In order to test our most recent optimizations for BoolCompare we arranged to run a large area mask on a workstation equipped with 40 CPU cores (this is not including virtual cores due to hyperthreading.)
The layout looks something like this (proprietary):
We selected a window covering about 23% of the total layout to perform the XOR.
Scanning and Loading
The scanning and loading of the GDSII file into memory took only a second. The file is not large (a couple of hundred MB) but is very deeply nested.
Estimating Total Number of Vertices
Earlier versions of BoolCompare performed a full explosion in order to precisely count the number of vertices in the selection window. This is quite time consuming and the latest version of BoolCompare uses the data produced during the scanning/loading process to estimate the number of vertices.
Instead of 13 minutes which the previous version required, this version used only 1 second to come up with the estimate.
The estimated value came in at approximately 27 Billion vertices.
Computing the Tiles
Our testing tells us that the optimum number of vertices per tile (to stay away from the steep part of the computation curve) is 500,000 per tile. This would result in approximately 54,000 tiles -- however for some other reasons the actual number of tiles was set to 57,400.
Our array of tiles was 205 x 280.
Dealing with Density VariationsWhile the average vertex count for each tile is 500K, the density varies significantly so some tiles end up with many times more than 500K vertice and other tiles are quite empty. We don't want to submit a tile to the XOR engine that has considerably more than 500K tiles - when a XOR thread requests a tile it first counts the vertices -- if the count is too high, it subdivides the tile and returns it to the pool of tiles.
For this layout window, the actual tile count rose from 57K to almost 460K tiles - an indication of extreme variations in tile density.
The total time to load, estimate and then perform the XOR operation was 140 minutes. This compares favorably to alternative programs which took as many as 24 hours and is almost twice as fast as Artwork's previous version which used an older and less efficient "exploder."

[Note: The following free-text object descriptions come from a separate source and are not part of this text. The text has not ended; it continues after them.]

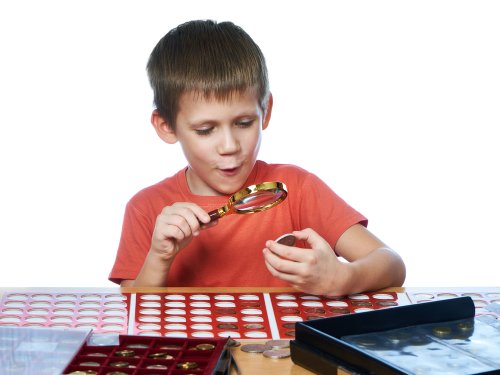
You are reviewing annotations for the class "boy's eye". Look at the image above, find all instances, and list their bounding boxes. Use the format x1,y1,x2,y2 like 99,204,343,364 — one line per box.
236,119,255,127
195,127,213,136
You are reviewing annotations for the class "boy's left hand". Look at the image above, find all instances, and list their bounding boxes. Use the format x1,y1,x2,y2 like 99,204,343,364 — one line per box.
262,228,346,296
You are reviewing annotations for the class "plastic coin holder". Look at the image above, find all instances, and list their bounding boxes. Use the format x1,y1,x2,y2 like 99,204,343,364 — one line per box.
342,318,500,374
134,293,273,339
407,289,500,320
0,325,92,375
62,335,230,374
269,292,401,338
0,292,130,334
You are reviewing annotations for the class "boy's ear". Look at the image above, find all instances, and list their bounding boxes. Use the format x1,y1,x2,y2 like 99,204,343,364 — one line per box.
262,93,273,130
151,110,177,144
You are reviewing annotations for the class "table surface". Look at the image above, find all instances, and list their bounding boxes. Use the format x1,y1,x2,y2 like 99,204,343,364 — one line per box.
1,286,498,375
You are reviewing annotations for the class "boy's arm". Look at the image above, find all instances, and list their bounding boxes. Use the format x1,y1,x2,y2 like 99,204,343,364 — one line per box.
263,224,406,296
121,202,215,287
333,224,406,294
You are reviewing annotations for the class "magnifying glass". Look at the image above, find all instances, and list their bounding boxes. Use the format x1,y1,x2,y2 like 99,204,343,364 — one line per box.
207,181,288,222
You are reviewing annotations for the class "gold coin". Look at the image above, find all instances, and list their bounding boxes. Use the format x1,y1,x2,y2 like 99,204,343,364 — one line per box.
176,361,198,370
146,364,169,369
109,361,129,367
196,343,215,350
158,344,182,350
78,361,100,367
114,349,135,357
432,326,452,337
148,352,173,359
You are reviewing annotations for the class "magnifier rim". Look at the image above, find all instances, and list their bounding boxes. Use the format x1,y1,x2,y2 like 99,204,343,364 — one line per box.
230,181,288,214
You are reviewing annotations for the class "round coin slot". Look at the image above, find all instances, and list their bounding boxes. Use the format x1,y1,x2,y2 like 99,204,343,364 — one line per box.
214,294,234,301
241,308,262,315
238,294,259,301
275,294,296,300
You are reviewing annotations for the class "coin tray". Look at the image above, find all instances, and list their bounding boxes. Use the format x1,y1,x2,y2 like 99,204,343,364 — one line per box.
407,289,500,320
0,292,129,334
290,297,500,374
269,291,400,339
63,335,230,374
134,292,273,340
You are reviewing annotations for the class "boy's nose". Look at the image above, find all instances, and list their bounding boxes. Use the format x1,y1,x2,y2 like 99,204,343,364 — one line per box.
218,129,240,154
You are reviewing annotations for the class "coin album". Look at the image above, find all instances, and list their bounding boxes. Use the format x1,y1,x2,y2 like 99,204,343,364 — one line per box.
290,297,500,374
62,335,231,374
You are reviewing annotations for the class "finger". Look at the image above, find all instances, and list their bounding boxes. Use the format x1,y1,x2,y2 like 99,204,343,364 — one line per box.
292,228,330,250
265,239,312,263
263,247,304,276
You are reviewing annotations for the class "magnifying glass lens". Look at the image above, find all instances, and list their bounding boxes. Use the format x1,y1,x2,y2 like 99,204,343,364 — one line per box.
234,189,286,212
206,182,287,221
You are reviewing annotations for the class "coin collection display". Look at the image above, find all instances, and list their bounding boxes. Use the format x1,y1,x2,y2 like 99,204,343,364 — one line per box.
407,289,500,321
269,292,400,339
0,292,129,334
2,290,499,340
62,336,228,375
133,293,273,339
342,318,500,374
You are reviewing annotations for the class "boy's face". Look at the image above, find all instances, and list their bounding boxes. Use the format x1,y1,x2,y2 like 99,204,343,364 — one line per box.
164,89,269,196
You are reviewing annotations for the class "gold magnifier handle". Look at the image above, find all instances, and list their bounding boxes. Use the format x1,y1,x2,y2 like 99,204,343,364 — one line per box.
208,206,229,221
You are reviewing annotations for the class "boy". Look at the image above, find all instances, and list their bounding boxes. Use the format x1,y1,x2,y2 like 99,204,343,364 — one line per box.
109,20,406,296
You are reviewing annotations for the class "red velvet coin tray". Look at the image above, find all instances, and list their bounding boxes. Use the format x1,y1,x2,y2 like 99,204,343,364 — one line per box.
269,291,401,339
0,292,130,334
62,335,231,374
133,292,273,340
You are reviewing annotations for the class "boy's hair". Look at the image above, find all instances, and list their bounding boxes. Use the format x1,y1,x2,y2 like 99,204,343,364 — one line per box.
147,20,270,130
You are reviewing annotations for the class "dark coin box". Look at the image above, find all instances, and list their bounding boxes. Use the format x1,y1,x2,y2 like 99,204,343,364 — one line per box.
63,335,231,374
290,297,500,374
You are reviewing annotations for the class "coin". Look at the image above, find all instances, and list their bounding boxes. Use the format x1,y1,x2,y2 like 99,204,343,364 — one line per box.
217,323,238,330
146,364,168,369
243,323,265,329
196,343,215,350
114,349,135,357
148,352,173,359
265,339,290,349
263,349,291,359
158,344,182,350
432,326,452,337
79,361,100,366
176,361,198,370
276,233,296,246
109,361,129,367
226,337,241,347
240,343,267,353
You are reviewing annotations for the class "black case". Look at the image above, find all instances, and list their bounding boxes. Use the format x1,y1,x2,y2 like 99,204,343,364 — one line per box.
291,296,500,375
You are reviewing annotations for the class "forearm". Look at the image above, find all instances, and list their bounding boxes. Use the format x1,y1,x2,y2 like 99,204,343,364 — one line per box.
333,247,406,296
128,251,172,287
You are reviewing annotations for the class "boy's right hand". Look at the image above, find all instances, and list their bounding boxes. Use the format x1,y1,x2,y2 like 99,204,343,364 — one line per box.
150,202,215,261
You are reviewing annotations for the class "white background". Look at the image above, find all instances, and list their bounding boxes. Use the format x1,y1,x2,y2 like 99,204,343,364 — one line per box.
0,1,498,288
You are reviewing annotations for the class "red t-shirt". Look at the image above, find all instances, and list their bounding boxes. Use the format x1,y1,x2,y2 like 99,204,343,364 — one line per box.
109,161,367,286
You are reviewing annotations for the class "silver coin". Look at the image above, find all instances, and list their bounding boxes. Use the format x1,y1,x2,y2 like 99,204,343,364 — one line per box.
265,339,290,349
276,233,296,246
226,338,241,347
263,349,291,359
240,343,267,353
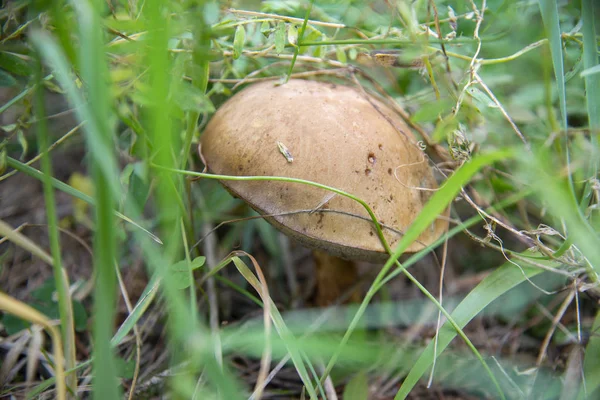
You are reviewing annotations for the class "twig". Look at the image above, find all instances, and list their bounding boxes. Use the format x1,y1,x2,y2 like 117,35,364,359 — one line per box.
227,8,345,29
535,290,576,366
427,216,450,388
473,72,530,150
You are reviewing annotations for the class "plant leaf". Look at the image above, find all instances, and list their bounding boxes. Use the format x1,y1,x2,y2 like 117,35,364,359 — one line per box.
275,22,286,54
170,256,206,290
233,25,245,59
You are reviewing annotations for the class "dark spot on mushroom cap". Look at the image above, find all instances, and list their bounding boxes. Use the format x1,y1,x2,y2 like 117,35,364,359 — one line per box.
387,168,392,175
317,212,325,225
368,152,376,164
365,168,372,176
369,231,374,236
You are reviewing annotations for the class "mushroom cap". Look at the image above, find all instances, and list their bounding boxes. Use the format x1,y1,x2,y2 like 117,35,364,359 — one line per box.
200,79,447,261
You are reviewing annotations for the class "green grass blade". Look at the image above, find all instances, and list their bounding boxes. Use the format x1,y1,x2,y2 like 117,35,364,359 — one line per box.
285,0,314,82
111,273,161,347
6,157,162,244
521,151,600,275
28,31,120,198
580,2,600,396
71,0,121,397
580,0,600,201
538,0,567,129
395,259,553,398
580,310,600,398
32,47,77,394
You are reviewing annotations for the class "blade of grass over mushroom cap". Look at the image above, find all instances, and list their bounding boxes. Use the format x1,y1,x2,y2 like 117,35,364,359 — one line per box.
153,166,392,257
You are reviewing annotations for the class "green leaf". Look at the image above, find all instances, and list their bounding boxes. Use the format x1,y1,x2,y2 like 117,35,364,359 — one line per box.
466,87,496,111
17,130,27,160
275,22,286,54
287,24,298,46
114,356,136,379
580,310,600,399
336,47,347,63
170,256,206,290
72,300,88,332
0,51,31,76
172,81,215,113
0,69,16,87
260,21,271,37
432,114,459,142
1,313,29,335
233,25,245,59
411,99,455,123
343,371,369,400
0,148,6,174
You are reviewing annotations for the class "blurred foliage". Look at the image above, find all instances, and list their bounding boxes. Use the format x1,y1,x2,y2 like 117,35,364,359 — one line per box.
0,0,599,399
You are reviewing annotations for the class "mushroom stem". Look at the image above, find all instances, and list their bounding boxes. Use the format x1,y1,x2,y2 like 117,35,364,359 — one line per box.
313,250,360,306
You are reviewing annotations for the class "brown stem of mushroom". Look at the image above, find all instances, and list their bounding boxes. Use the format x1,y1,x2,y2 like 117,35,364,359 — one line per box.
313,250,361,306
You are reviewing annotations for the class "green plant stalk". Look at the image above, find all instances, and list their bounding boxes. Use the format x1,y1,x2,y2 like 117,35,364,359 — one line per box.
580,0,600,208
580,1,600,397
144,1,214,396
71,0,121,397
183,6,211,171
180,219,197,326
91,170,120,400
33,51,77,395
285,0,314,83
298,34,504,47
538,0,581,219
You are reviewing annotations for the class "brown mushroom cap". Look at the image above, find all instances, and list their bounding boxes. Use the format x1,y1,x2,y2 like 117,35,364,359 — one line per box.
200,79,447,261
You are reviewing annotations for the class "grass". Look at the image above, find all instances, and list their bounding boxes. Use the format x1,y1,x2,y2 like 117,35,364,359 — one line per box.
0,0,599,399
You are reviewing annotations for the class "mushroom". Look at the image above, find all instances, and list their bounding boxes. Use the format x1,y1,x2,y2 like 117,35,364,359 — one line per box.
200,79,447,305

Profiling indicates that the XOR operations spend a considerable percentage of their time waiting for data from the exploder. While the QisLib exploder is considerably faster than the earlier GDSMachine exploder, it is still a single threaded exploder. It should be possible with some work, to incorporate Artwork's multi-threaded exploder (QisMLib) into the flow. This should reduce the XOR engine waiting time almost to zero. (However some of the improvements are likely to be reduced because of CPU-memory bandwidth limitations)